30 ans, j’imagine que ça peut vite passer si l’on remplit bien sa vie. Alors c’est ce qu’il faudra faire : brûler notre vie par les deux bouts,

pour que les minutes s’égrainent comme des secondes, jusqu’à te rejoindre en paix. Etre là, présents, auprès de ta sœur, doit être un bonheur pour elle et pour nous. Trop de souffrance gâcherait sa vie sans rattrapage possible.

Alors nous allons essayer de vivre, penser à toi comme une lumière qui guide notre chemin, et qui nous attend au loin comme la meilleure des récompenses.

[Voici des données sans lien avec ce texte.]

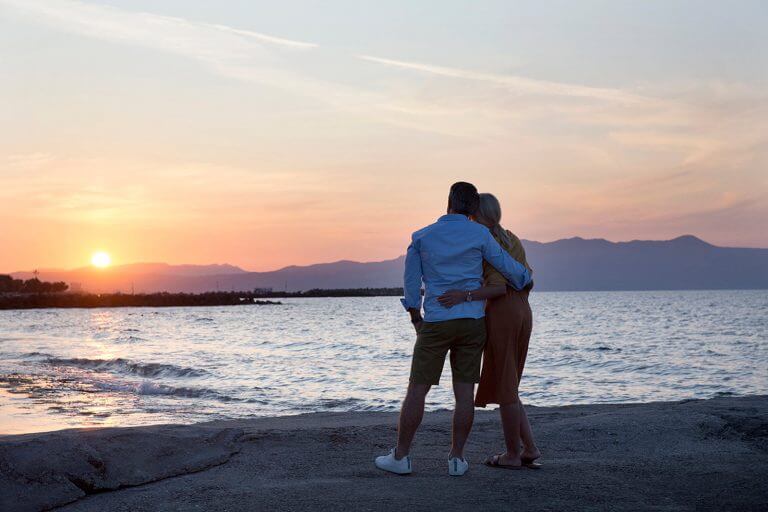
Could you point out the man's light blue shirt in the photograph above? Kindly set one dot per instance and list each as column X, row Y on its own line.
column 448, row 255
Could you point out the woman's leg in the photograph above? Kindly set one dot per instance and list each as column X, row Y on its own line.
column 510, row 423
column 530, row 450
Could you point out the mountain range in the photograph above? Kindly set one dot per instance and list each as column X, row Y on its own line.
column 573, row 264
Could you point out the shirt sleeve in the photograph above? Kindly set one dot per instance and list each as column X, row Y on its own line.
column 491, row 276
column 515, row 273
column 412, row 277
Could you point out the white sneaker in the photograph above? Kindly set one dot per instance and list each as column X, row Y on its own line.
column 457, row 466
column 390, row 463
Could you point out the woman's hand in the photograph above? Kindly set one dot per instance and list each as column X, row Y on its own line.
column 452, row 298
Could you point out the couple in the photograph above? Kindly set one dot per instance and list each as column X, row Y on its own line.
column 463, row 264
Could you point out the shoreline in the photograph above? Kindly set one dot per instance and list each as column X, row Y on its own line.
column 694, row 454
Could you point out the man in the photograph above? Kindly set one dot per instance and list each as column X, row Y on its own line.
column 447, row 255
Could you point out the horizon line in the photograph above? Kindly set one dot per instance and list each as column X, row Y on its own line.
column 87, row 267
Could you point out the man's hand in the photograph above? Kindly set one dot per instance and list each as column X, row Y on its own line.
column 452, row 298
column 416, row 319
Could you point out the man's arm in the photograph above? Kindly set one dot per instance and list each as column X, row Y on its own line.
column 513, row 271
column 412, row 283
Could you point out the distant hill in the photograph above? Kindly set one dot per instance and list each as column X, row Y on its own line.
column 574, row 264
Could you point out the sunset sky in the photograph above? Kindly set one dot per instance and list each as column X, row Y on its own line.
column 266, row 133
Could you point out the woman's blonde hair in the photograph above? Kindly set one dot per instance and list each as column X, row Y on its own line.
column 489, row 211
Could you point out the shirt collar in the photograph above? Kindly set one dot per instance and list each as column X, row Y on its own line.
column 452, row 217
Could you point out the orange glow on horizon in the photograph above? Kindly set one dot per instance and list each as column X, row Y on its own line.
column 101, row 259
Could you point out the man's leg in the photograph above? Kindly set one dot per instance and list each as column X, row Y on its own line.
column 411, row 414
column 463, row 417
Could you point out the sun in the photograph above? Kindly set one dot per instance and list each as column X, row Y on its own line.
column 100, row 259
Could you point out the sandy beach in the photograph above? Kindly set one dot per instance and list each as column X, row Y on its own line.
column 690, row 455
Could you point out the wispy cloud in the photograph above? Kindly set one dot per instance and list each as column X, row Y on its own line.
column 515, row 83
column 176, row 35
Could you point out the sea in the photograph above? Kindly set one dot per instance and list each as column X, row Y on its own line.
column 63, row 368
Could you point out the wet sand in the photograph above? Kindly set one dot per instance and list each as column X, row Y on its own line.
column 691, row 455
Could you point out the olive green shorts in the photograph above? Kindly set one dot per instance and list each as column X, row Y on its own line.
column 463, row 337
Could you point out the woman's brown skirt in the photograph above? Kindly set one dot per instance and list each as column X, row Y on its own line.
column 508, row 323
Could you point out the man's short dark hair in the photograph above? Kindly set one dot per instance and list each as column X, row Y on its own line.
column 463, row 198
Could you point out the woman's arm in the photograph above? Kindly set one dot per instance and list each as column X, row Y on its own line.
column 454, row 297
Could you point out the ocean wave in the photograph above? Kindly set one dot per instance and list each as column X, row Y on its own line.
column 153, row 388
column 120, row 365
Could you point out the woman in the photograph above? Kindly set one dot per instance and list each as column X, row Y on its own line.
column 508, row 321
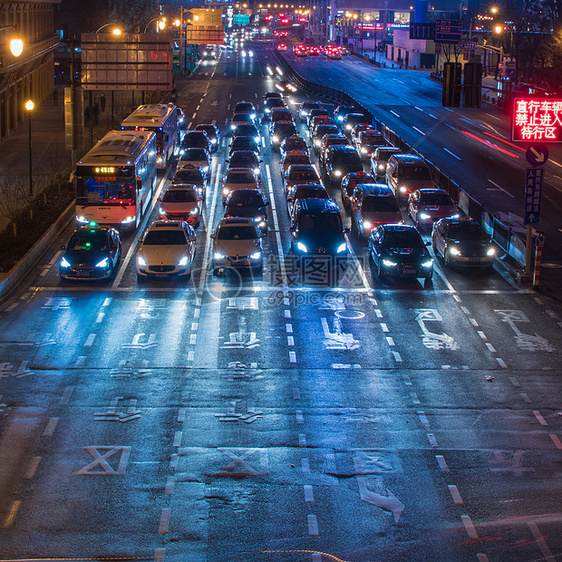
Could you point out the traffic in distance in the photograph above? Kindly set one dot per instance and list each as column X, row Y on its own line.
column 388, row 197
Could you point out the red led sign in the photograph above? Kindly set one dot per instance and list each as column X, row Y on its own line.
column 537, row 119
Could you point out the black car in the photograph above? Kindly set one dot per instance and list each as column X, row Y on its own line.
column 340, row 161
column 462, row 241
column 397, row 250
column 244, row 143
column 196, row 139
column 213, row 134
column 192, row 175
column 247, row 203
column 280, row 131
column 92, row 252
column 244, row 159
column 317, row 229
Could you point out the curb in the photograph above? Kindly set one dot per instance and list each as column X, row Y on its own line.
column 10, row 280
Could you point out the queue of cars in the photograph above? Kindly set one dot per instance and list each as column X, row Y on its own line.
column 342, row 141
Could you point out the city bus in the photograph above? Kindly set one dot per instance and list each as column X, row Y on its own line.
column 115, row 180
column 161, row 119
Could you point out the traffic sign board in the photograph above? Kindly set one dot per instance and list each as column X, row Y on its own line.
column 533, row 194
column 537, row 154
column 448, row 31
column 422, row 31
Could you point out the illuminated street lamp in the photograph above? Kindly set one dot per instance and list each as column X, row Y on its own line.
column 30, row 106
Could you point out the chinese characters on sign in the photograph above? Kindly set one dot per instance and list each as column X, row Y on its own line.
column 533, row 190
column 537, row 119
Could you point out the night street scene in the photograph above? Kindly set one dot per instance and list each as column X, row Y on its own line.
column 281, row 282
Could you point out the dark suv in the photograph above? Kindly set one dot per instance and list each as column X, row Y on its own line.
column 317, row 228
column 340, row 161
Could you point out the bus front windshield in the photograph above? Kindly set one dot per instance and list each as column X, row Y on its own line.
column 90, row 190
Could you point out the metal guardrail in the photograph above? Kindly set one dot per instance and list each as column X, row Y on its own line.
column 510, row 242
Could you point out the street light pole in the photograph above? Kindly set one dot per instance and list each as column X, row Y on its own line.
column 29, row 105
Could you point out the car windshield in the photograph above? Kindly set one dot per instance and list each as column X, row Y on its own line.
column 297, row 159
column 179, row 196
column 243, row 161
column 470, row 231
column 88, row 241
column 237, row 233
column 307, row 192
column 435, row 199
column 306, row 175
column 322, row 222
column 413, row 172
column 164, row 238
column 402, row 239
column 380, row 205
column 240, row 177
column 188, row 176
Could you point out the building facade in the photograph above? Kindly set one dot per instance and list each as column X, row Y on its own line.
column 31, row 74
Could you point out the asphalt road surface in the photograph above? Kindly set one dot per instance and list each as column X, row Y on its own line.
column 289, row 417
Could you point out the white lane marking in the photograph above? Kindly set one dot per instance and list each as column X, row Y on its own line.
column 164, row 521
column 500, row 188
column 442, row 463
column 539, row 537
column 455, row 494
column 50, row 427
column 468, row 525
column 540, row 419
column 32, row 469
column 210, row 225
column 555, row 440
column 312, row 525
column 451, row 153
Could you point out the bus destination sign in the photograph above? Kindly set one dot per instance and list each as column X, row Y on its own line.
column 537, row 119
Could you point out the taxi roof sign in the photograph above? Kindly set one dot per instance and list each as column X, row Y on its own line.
column 537, row 119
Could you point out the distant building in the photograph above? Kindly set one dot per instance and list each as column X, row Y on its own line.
column 30, row 75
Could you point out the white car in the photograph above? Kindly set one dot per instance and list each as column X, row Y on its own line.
column 237, row 244
column 167, row 250
column 238, row 178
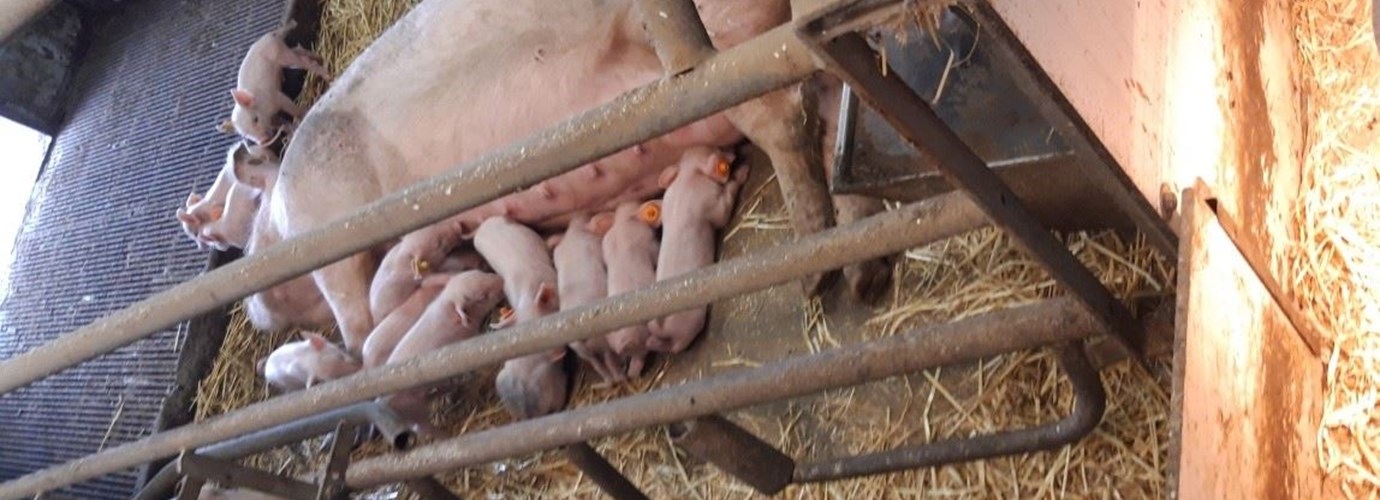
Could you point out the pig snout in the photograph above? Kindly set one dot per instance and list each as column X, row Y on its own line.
column 534, row 386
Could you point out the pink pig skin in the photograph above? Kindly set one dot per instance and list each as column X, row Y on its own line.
column 258, row 95
column 583, row 279
column 698, row 200
column 629, row 249
column 454, row 315
column 307, row 362
column 536, row 384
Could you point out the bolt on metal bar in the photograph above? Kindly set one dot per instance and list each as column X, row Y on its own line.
column 853, row 60
column 1089, row 404
column 1043, row 323
column 676, row 33
column 296, row 431
column 879, row 235
column 734, row 450
column 726, row 79
column 602, row 473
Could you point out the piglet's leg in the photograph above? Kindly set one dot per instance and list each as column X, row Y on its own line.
column 345, row 286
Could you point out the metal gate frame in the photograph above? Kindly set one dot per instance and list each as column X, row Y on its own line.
column 827, row 40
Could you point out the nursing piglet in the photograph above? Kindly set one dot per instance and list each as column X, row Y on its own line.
column 581, row 279
column 700, row 195
column 531, row 386
column 629, row 249
column 454, row 315
column 307, row 362
column 258, row 95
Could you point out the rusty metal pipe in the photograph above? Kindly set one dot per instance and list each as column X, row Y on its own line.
column 431, row 489
column 162, row 484
column 879, row 235
column 734, row 450
column 1048, row 322
column 676, row 33
column 1089, row 404
column 770, row 61
column 602, row 473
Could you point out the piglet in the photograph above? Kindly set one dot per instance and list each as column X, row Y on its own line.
column 454, row 315
column 531, row 386
column 258, row 95
column 581, row 279
column 700, row 195
column 388, row 333
column 200, row 210
column 307, row 362
column 236, row 221
column 629, row 249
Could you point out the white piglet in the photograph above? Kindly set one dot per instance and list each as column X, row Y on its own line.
column 258, row 95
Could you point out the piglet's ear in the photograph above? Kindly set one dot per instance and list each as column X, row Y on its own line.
column 600, row 224
column 668, row 176
column 243, row 97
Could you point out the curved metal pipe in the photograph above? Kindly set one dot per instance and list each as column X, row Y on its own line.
column 879, row 235
column 1089, row 404
column 1049, row 322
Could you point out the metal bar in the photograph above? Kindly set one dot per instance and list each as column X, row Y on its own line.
column 429, row 489
column 1089, row 404
column 766, row 62
column 734, row 450
column 396, row 431
column 300, row 430
column 602, row 473
column 233, row 475
column 192, row 488
column 333, row 474
column 676, row 33
column 1048, row 322
column 1061, row 113
column 850, row 57
column 883, row 234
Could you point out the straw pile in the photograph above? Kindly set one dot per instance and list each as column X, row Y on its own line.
column 951, row 279
column 1335, row 270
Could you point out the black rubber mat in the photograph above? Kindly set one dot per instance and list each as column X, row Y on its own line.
column 100, row 232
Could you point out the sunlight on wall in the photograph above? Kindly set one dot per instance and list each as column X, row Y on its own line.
column 21, row 156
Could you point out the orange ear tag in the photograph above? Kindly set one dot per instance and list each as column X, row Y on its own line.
column 650, row 213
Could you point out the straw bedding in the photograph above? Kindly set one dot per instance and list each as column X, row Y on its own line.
column 962, row 276
column 1333, row 271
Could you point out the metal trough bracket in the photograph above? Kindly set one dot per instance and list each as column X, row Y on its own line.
column 848, row 54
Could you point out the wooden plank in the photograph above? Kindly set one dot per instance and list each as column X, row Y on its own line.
column 1246, row 387
column 1183, row 90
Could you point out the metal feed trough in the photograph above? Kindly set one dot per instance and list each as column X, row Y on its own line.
column 952, row 145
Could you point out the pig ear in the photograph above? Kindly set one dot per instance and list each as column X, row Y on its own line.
column 315, row 340
column 650, row 213
column 600, row 224
column 668, row 176
column 243, row 97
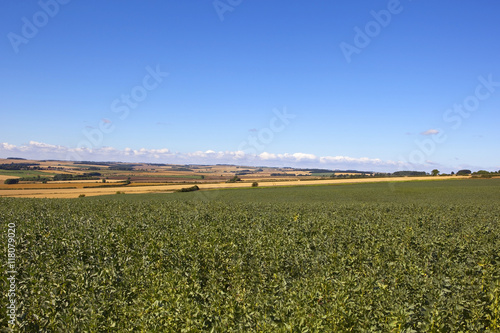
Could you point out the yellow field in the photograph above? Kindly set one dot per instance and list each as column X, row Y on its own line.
column 48, row 190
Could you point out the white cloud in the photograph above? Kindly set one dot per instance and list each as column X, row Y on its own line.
column 430, row 132
column 39, row 150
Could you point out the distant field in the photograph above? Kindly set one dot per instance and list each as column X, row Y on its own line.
column 431, row 192
column 386, row 257
column 25, row 173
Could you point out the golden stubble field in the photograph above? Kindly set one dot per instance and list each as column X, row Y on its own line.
column 51, row 192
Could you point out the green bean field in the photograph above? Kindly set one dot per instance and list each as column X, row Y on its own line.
column 406, row 257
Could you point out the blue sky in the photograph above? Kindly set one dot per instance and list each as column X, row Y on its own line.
column 371, row 85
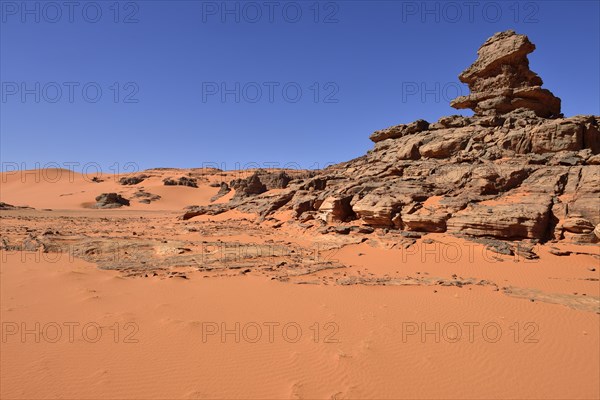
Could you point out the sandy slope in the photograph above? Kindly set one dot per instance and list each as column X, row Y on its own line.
column 371, row 359
column 369, row 342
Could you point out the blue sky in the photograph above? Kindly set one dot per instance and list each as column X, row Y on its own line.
column 236, row 84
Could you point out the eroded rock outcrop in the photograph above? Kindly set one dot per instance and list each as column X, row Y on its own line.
column 516, row 170
column 501, row 81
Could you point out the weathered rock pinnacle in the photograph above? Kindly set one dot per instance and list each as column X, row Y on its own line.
column 501, row 81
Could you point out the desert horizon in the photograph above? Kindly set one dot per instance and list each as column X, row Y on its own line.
column 452, row 257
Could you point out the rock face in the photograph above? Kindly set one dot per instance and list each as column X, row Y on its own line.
column 513, row 171
column 111, row 200
column 501, row 81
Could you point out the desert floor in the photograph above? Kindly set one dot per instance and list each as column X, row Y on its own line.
column 138, row 303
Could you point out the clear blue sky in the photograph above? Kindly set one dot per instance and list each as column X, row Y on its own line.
column 361, row 66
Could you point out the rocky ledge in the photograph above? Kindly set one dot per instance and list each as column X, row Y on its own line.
column 514, row 170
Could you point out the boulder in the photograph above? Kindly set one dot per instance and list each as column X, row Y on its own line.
column 500, row 80
column 110, row 200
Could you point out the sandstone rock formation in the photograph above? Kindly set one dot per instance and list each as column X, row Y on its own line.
column 501, row 81
column 513, row 171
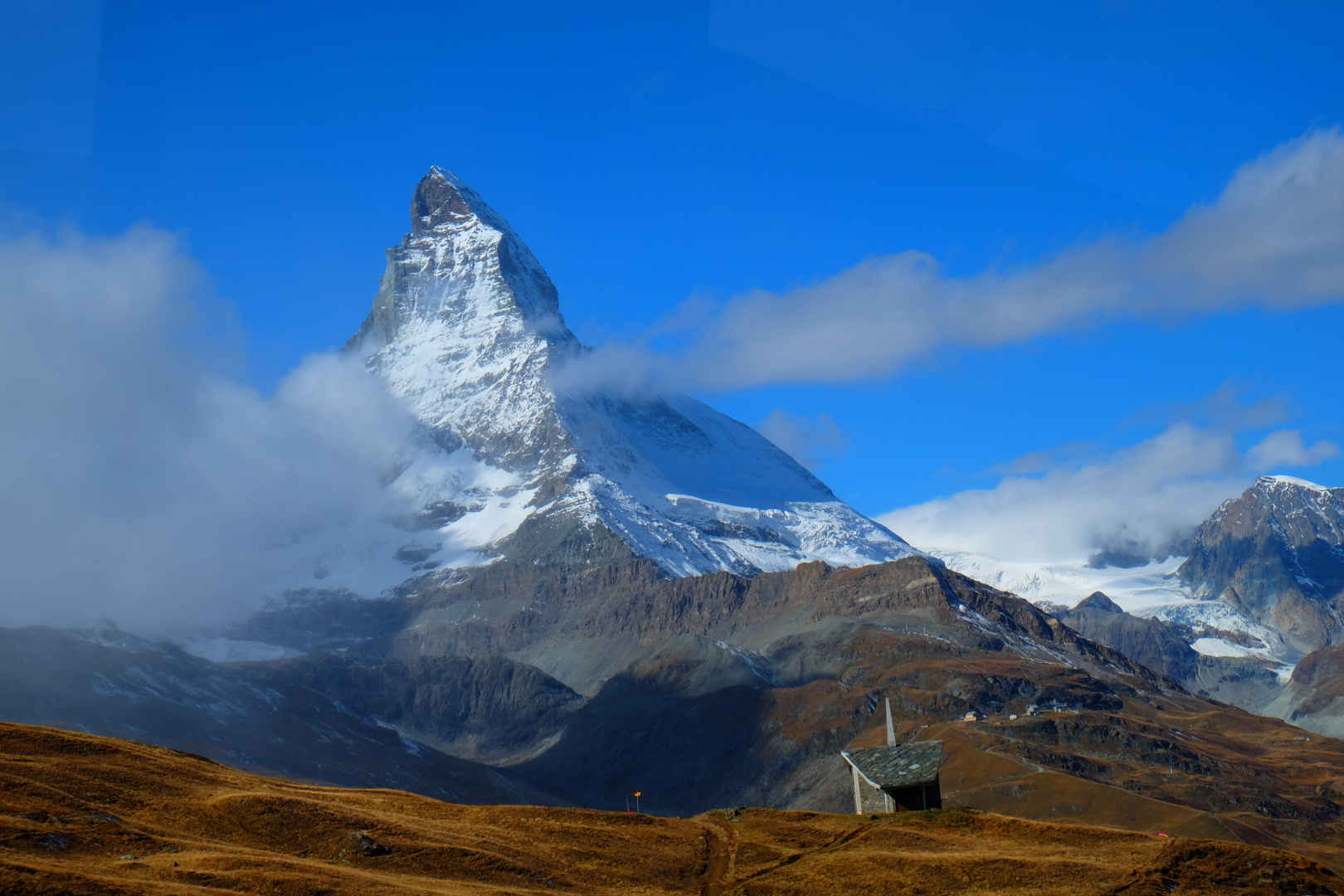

Je sais que tu existes encore, autrement et partout. Je sais que tu m’aides, car, sinon, d’où me viendrait cette force ?

Je m’appuie sur toi un peu avant l’âge. Tu ne me donnes pas ma soupe comme tu souhaitais le faire, tu me donnes ta lumière pour avancer dans ma nuit, et dans ce brouillard.

Je t’aime, Yohan.

Comme tu étais un pilote, je n’ai qu’à fermer les yeux et à me laisser guider par toi.

Je sais que la route sera ainsi plus sereine et me conduira vers ta flamme.

Je t’aime, mon Ange. Je ne pense pas que tu dormes. Je pense que tu es là comme une

présence bénéfique, sinon comment aurions-nous fait pour te survivre ? Je t’embrasse, te caresse, et t’aime comme dans mes plus beaux rêves.

Maman. A tout à l’heure, mon cœur.

Ce qui m’est difficile c’est d’admettre que les moments que nous vivons appartiennent bien à notre réalité.

Comme si nous étions passés dans une autre dimension ! Tu es parti rayonnant, avec TINA, plein de projets pour toi, pour elle,

plein d’envie de bien faire, et en un instant plus rien ! Les lumières, les lumières, les draps blancs, les allées-venues des uns et des autres, et déjà je savais que tu n’étais plus vivant parmi nous.